The government’s apparent faith in future technologies has provoked concern and criticism from some quarters, including a group of academics who argued in a report earlier this year that, given the urgency of the climate crisis, we cannot afford to wait around for breakthrough technologies. Instead, they argued, we should plan on the basis of some incremental improvements to existing, proven technologies; and we should have a frank public debate about necessary changes to our collective lifestyles – particularly our diets and the frequency with which we travel by plane.  

When John Kerry, the US Climate Special Envoy, recently downplayed the lifestyle and behavioural changes that Americans will need to make, and talked up the potential of future technologies, he was sharply criticised by academics and environmental groups. 

Two stories in the news last week confirmed to me that Boris Johnson and his government are Wizards, not Prophets. Bear with me and I will explain.

The first story was about a new report from the Committee on Climate Change which warned that the government is making poor progress on preparing the UK for increasingly likely and more severe floods, heatwaves and droughts. The report warned that homes and buildings, business supply chains, farms and food supplies, national infrastructure, and public services all need to be made much more resilient.

The second story was about a new nuclear fusion plant that will be built in Oxfordshire. Nuclear fusion offers a tantalising promise of limitless power that is clean and safe. But despite several decades of research, the technology remains elusive and the new plant (at a cost of some US$400m) will not actually generate any power: it will be for demonstration and academic purposes only.  

In my mind, the two stories are connected. Could it be that ministers have not focused on shoring up our national resilience to climate risks because they are confident that breakthrough technologies will ride to the rescue and stop climate change in its tracks before any of the Committee on Climate Change’s nightmarish scenarios come to pass? 

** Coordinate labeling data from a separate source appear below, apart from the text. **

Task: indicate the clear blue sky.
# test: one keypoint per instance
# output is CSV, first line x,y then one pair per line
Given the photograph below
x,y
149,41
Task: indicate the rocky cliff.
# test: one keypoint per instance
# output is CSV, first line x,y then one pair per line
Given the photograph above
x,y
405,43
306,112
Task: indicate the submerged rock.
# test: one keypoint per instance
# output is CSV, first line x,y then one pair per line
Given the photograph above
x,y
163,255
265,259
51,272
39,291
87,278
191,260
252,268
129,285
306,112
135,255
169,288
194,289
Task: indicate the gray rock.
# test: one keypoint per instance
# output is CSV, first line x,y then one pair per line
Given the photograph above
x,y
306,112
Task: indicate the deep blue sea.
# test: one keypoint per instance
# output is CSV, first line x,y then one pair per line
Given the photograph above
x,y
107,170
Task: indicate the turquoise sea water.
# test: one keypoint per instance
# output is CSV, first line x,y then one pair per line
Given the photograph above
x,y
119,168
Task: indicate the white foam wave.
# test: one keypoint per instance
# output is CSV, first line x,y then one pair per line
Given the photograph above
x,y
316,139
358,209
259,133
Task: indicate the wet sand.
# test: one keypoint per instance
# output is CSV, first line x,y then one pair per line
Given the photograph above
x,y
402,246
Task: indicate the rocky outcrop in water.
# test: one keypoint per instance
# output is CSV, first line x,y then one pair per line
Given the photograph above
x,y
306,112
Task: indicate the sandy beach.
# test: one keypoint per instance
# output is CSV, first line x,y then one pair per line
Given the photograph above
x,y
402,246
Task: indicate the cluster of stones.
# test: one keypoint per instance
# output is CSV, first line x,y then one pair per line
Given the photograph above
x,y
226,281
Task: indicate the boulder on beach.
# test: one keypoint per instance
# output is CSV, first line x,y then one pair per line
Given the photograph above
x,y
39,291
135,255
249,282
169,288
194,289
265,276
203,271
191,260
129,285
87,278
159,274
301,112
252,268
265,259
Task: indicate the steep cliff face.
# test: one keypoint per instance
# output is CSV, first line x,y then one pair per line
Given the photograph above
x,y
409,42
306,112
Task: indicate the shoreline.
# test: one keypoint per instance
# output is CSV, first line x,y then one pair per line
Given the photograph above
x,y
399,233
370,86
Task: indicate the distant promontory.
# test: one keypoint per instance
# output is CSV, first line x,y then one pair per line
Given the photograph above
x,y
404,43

In his fascinating 2019 book The Wizard and The Prophet, Charles C. Mann proposed that people fall into two broad categories when they think about humans’ place in the world. Wizards are techno-optimists, firm believers in economic growth as the key to our collective wellbeing, and have faith that human ingenuity can allow us to transcend the natural boundaries that constrain other species. 

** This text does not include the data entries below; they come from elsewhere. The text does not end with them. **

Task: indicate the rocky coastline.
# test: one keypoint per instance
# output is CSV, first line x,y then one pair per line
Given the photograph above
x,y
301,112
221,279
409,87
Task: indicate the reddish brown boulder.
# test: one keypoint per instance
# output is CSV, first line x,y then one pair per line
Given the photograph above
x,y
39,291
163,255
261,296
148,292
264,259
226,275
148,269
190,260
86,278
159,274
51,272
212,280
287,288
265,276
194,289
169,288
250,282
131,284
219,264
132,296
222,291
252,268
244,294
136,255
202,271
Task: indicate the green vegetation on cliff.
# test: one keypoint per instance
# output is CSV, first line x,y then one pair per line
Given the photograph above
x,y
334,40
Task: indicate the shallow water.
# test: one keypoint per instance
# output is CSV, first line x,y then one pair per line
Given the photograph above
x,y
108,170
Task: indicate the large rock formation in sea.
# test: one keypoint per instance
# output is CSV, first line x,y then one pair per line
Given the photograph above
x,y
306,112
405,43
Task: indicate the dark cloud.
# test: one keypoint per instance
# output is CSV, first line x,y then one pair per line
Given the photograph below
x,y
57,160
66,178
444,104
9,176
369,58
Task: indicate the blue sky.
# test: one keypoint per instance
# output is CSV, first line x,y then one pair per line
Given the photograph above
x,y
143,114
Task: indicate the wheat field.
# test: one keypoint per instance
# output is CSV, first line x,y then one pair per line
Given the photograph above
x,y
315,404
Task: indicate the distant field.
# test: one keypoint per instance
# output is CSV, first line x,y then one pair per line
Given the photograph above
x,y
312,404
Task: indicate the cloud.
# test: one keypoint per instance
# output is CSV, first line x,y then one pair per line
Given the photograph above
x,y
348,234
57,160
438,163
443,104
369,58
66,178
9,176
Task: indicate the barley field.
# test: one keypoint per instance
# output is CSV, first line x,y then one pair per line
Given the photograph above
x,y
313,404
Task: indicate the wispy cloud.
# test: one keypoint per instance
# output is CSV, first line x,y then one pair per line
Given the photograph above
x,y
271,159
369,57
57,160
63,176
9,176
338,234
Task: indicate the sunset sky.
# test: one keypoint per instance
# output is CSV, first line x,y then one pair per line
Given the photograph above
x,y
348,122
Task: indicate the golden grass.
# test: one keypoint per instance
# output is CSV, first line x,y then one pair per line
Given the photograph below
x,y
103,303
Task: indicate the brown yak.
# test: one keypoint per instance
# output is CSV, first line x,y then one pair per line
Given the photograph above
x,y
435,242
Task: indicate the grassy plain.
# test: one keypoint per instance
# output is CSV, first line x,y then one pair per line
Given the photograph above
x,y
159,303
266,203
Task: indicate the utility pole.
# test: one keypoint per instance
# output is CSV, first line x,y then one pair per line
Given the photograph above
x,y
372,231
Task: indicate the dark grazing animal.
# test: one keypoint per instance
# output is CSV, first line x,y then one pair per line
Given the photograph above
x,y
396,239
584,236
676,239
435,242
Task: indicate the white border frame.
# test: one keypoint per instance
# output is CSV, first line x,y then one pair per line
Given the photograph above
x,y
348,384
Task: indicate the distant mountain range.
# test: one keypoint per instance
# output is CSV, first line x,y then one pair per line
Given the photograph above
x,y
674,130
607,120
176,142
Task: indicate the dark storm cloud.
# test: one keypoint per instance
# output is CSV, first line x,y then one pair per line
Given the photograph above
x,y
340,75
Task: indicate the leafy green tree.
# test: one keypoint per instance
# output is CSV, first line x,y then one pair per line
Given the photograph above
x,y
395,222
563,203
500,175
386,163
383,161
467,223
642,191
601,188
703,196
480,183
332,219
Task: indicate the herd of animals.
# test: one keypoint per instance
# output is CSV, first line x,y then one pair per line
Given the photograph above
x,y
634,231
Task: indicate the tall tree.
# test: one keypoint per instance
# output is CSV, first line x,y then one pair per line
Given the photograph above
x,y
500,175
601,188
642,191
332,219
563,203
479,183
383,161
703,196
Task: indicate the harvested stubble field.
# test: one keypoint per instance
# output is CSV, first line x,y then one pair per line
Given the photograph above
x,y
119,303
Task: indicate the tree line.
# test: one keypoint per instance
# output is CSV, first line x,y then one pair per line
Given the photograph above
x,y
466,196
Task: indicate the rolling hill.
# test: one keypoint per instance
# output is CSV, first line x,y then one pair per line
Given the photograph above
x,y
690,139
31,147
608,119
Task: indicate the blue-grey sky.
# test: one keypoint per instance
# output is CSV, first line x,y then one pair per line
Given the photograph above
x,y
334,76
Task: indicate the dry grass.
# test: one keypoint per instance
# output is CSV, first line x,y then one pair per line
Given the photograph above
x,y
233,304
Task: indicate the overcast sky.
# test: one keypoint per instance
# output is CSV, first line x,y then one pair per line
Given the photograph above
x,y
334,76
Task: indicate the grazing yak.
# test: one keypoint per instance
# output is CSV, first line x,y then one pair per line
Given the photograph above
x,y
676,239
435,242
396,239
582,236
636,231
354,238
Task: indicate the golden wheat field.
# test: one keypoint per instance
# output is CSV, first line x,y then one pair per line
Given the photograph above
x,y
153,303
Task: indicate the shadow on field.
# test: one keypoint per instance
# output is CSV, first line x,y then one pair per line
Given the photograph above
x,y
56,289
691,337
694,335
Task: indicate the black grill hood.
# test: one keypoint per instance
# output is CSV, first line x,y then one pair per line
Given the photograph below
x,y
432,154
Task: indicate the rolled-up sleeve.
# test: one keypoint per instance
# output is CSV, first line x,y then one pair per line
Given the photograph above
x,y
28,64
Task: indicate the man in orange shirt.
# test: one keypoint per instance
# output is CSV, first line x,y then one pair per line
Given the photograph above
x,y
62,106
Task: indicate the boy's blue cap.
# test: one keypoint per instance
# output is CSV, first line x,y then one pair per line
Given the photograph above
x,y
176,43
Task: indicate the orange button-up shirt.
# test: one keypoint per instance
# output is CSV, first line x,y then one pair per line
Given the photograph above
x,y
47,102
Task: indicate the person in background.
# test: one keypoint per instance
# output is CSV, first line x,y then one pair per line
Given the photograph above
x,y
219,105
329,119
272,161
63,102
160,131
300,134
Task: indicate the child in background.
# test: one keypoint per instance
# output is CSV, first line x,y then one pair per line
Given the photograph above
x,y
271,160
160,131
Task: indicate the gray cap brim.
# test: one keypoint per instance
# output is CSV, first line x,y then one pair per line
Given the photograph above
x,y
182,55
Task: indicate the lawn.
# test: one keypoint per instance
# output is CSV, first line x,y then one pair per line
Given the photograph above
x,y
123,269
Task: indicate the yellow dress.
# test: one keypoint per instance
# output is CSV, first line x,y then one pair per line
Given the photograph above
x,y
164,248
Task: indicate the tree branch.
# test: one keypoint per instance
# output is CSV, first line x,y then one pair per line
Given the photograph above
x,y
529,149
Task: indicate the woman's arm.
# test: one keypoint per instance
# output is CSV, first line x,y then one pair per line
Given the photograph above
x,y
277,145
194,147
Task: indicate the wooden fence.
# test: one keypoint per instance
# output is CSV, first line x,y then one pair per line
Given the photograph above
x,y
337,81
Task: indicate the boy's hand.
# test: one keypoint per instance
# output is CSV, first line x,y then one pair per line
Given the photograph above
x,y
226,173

Prophets, on the other hand, are sceptical about the ability of technology to preserve a habitable planet, see GDP as the wrong measure of human success, and believe that humans can only thrive by living within nature’s boundaries and cutting back consumption that is devouring finite resources. 

Of course, whether you are a Wizard or a Prophet will be bound up with your personal, political, and moral standpoint. Unsurprisingly the two camps view each other with deep suspicion. Wizards, while pointing out that capitalism has lifted billions of people out of poverty, think that Prophets are tree-huggers that would rather we had never evolved beyond being hunter-gatherers. 

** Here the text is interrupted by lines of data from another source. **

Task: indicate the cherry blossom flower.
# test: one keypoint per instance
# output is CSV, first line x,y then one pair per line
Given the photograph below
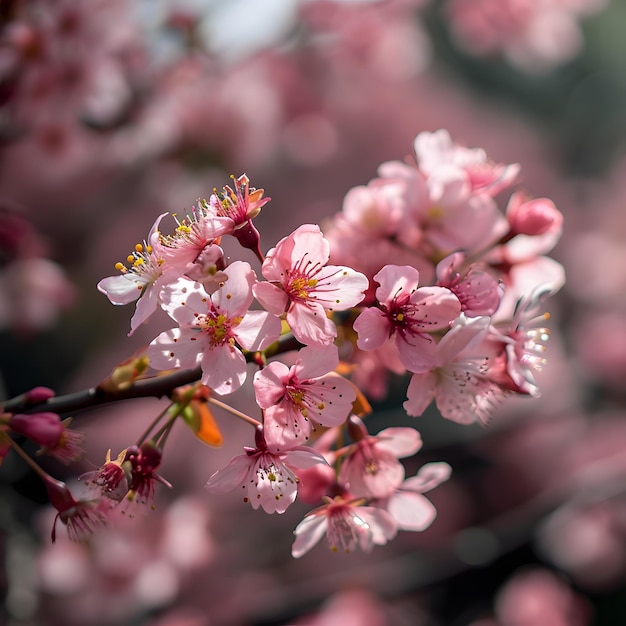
x,y
144,461
193,235
410,509
347,525
407,313
240,206
524,341
142,280
458,378
478,291
437,151
296,399
303,286
536,227
82,517
268,478
370,466
212,327
112,479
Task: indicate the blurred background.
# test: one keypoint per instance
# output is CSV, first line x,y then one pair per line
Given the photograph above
x,y
114,111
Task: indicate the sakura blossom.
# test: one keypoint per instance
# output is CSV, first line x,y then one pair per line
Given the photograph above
x,y
268,478
410,509
408,313
301,285
370,467
141,281
240,206
346,524
458,378
435,169
298,399
212,327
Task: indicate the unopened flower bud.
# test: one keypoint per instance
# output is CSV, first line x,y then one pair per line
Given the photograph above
x,y
45,428
533,217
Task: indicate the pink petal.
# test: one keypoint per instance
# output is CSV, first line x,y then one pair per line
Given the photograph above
x,y
304,458
381,524
373,328
229,477
309,324
411,511
223,369
418,355
269,384
436,307
395,280
399,441
420,393
342,287
257,330
314,361
308,533
175,349
464,334
428,477
235,296
146,306
121,289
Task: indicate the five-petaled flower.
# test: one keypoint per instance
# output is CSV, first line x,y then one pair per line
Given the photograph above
x,y
212,329
269,479
408,314
347,524
297,399
302,285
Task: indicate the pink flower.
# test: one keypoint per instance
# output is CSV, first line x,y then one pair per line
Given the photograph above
x,y
268,477
410,509
536,227
478,291
458,377
192,236
437,151
239,206
142,280
304,287
110,480
524,341
347,525
82,517
212,327
408,314
144,461
370,467
297,398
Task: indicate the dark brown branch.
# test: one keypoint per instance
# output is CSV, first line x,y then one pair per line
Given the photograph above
x,y
154,387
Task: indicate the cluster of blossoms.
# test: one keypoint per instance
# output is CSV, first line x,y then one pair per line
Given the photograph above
x,y
458,311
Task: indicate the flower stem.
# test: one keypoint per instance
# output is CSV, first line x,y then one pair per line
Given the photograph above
x,y
235,412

For their part, Prophets view Wizards as apologists for an economic model that is at odds with sustaining life on earth; irresponsible in their reluctance to take tough decisions now in their misguided belief that future technology will save us; and arrogant in their view that humans can ride roughshod over the delicate ecosystems upon which all life depends. 

It is convenient for the Prime Minister that his Wizardly instincts also allow him to take the easier political path. 

Boris Johnson will have been out of office for a decade or two by the time we know whether nuclear fusion (arguably the ultimate embodiment of Wizardly techno-optimism) will succeed in time to make a difference to our efforts to tackle climate change. In the meantime, throwing millions at R&D is much safer political ground than telling voters they need to eat less beef or that they can no longer jet off abroad for their holidays.